Dear end of summer,
I know you're not here yet, not quite. Today, there was a family celebration held under a spreading catalpa tree, with blankets on the grass and food under the patio shelter and everyone lingering despite the fact that it was noon, and then past noon. There was an afternoon catnap at five. There was an ice cream social in our friends' back yard, with children's ice cream cones melting in their hands and everyone chatting as the sun went down, the trees marking our horizon glittering with the falling light, the air cooling, the party lights coming on. Summer. We're still in it.
I suppose, though, that the relevant fact of August means that we must look out for you, as inexorable as the weeks passing, the now noticeable every day minutes-earlier sunset, the way that even the warmest afternoons now predict that they are numbered. That soon enough, we'll be remembering them, coming home from work at dusk, snugging up inside as the evenings get cold.
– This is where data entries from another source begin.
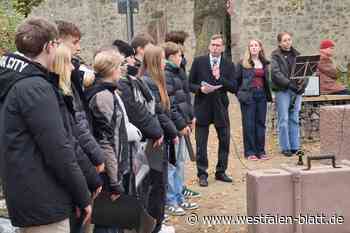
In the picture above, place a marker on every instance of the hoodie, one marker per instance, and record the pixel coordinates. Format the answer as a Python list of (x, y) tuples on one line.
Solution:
[(37, 160)]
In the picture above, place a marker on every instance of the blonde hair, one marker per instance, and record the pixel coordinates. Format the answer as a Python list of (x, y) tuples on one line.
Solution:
[(62, 66), (152, 63), (247, 60), (170, 48), (106, 61)]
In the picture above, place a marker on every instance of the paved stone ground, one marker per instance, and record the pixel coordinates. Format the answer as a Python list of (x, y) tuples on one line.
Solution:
[(229, 199)]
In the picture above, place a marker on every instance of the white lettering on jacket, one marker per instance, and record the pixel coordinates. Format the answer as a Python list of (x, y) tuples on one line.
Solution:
[(13, 63)]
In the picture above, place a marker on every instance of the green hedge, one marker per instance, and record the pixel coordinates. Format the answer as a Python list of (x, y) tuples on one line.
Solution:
[(9, 19)]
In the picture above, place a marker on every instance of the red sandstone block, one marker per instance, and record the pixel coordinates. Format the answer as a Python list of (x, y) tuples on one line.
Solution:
[(335, 131)]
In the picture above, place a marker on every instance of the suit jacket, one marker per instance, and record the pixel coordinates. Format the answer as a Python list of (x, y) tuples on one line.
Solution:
[(212, 107)]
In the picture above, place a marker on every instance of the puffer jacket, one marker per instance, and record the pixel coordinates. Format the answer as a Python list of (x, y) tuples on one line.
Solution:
[(41, 177), (139, 106), (164, 115), (280, 72), (110, 132), (67, 112), (178, 91), (84, 134)]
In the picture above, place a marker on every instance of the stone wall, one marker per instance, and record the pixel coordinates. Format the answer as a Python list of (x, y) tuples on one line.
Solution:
[(101, 24), (309, 20)]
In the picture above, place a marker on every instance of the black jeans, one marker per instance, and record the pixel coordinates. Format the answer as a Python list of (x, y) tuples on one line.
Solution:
[(202, 133), (152, 192), (253, 122)]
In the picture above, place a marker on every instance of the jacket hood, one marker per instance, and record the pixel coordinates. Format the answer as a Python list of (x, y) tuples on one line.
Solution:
[(98, 86), (15, 67)]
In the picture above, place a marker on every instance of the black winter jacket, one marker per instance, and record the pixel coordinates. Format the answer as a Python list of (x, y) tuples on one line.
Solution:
[(174, 87), (84, 135), (244, 78), (178, 89), (164, 115), (110, 131), (67, 111), (280, 71), (41, 177), (136, 95)]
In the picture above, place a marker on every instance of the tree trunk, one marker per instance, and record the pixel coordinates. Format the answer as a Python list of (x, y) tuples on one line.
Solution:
[(209, 19)]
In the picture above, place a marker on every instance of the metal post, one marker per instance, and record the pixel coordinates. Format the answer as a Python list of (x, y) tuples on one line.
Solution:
[(129, 21)]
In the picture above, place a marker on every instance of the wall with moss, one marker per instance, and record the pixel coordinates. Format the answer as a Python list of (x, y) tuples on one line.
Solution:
[(309, 20), (101, 24)]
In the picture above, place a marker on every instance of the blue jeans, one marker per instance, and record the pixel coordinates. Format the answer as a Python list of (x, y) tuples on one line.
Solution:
[(288, 106), (174, 194), (253, 121)]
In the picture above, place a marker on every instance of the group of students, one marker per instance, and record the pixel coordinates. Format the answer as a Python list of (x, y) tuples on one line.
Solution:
[(69, 133)]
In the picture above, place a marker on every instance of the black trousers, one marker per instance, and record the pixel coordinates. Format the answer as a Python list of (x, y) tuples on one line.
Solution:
[(223, 134), (152, 192)]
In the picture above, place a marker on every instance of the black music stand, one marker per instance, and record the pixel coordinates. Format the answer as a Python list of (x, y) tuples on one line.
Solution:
[(305, 66)]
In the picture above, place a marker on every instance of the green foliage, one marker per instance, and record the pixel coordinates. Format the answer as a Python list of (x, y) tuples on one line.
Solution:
[(9, 20), (24, 7)]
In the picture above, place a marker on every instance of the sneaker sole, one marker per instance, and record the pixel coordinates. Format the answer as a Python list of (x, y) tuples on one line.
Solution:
[(196, 196)]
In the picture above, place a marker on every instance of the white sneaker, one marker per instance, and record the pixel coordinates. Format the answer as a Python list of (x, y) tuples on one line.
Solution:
[(167, 229)]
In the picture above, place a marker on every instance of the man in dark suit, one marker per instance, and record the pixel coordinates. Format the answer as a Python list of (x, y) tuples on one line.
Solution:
[(211, 106)]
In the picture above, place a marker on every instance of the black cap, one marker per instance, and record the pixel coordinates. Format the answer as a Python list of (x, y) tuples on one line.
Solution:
[(124, 48)]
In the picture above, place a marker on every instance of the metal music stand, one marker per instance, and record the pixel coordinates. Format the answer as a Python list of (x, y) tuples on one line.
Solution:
[(305, 66)]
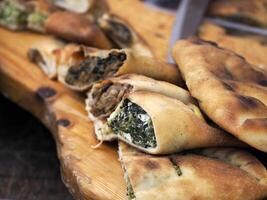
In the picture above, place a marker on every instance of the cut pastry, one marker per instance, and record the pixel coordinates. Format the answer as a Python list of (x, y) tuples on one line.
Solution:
[(123, 35), (41, 16), (85, 66), (153, 116), (230, 91), (205, 174)]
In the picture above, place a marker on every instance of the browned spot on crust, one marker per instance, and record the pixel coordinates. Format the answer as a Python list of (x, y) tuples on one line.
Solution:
[(46, 92), (63, 122), (249, 102), (263, 82), (228, 86), (151, 165), (159, 35), (161, 26)]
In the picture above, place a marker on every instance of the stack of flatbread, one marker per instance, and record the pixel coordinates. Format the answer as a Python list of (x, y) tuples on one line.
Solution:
[(180, 127)]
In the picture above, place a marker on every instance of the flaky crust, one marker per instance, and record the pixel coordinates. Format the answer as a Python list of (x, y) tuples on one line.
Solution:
[(145, 65), (246, 11), (76, 28), (176, 126), (207, 174), (230, 90), (137, 45), (138, 83)]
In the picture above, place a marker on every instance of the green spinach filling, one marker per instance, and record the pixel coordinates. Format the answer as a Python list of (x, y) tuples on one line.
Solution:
[(134, 124), (12, 14), (95, 68), (130, 192)]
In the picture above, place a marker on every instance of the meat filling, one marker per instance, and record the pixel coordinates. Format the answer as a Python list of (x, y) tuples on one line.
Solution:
[(106, 99), (94, 69)]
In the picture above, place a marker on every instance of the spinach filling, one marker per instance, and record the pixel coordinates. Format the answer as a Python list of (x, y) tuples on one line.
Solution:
[(176, 167), (119, 33), (130, 192), (134, 124), (13, 15), (94, 69)]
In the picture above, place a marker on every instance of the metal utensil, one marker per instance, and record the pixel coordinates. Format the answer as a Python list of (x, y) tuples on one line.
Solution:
[(188, 18)]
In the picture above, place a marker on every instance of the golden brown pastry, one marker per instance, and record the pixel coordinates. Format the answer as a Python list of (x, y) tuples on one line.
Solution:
[(85, 66), (41, 16), (229, 90), (123, 35), (252, 12), (104, 97), (205, 174), (251, 47), (153, 116)]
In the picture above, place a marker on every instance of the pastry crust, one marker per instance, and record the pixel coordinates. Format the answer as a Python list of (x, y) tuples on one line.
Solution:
[(230, 90), (76, 28), (136, 83), (123, 35), (144, 65), (72, 55), (244, 11), (205, 174), (176, 126)]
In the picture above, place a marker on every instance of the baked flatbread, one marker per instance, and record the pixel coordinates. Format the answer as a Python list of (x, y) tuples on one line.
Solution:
[(244, 11), (230, 91), (153, 116), (238, 42), (84, 66), (104, 97), (206, 174)]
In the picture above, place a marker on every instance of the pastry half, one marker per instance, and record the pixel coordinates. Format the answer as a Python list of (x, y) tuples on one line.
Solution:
[(85, 66), (230, 91), (204, 174), (123, 35), (155, 117)]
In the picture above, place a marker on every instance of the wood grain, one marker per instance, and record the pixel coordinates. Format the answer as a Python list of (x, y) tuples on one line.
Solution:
[(88, 173)]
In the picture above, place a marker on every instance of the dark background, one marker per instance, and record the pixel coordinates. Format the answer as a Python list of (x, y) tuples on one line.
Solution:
[(29, 168)]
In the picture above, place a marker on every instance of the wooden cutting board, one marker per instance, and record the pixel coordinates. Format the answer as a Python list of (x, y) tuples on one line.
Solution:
[(88, 173)]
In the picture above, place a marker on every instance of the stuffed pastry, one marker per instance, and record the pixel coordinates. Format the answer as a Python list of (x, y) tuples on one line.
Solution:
[(230, 91), (155, 123), (123, 35), (104, 97), (41, 16), (86, 66), (205, 174)]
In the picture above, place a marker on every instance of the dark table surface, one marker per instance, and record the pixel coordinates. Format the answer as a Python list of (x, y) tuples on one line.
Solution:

A friend noted, recently, that summer had gone by too quickly, which she could tell by the fact that they hadn't even finished one jar of mayonnaise. I replied It's not over yet! And I meant it, and mean it now. It's not over, but over it will be, and soon enough. And the fact of its immanent end adds sweetness to every last moment: to the ceiling fan ticking over our sleep. To the flowers that have sturdied and kept blooming in the yard even under the sternest sun. To our evening walks with the dog. To our plans, and how they seem so much more finite now. To the harvest which has not yet reached its peak, though soon enough it will.
End of summer, I hope you will keep your coming steady. I hope you will not rush. Be gentle, end of summer. I want to mark, record, enjoy every moment still left.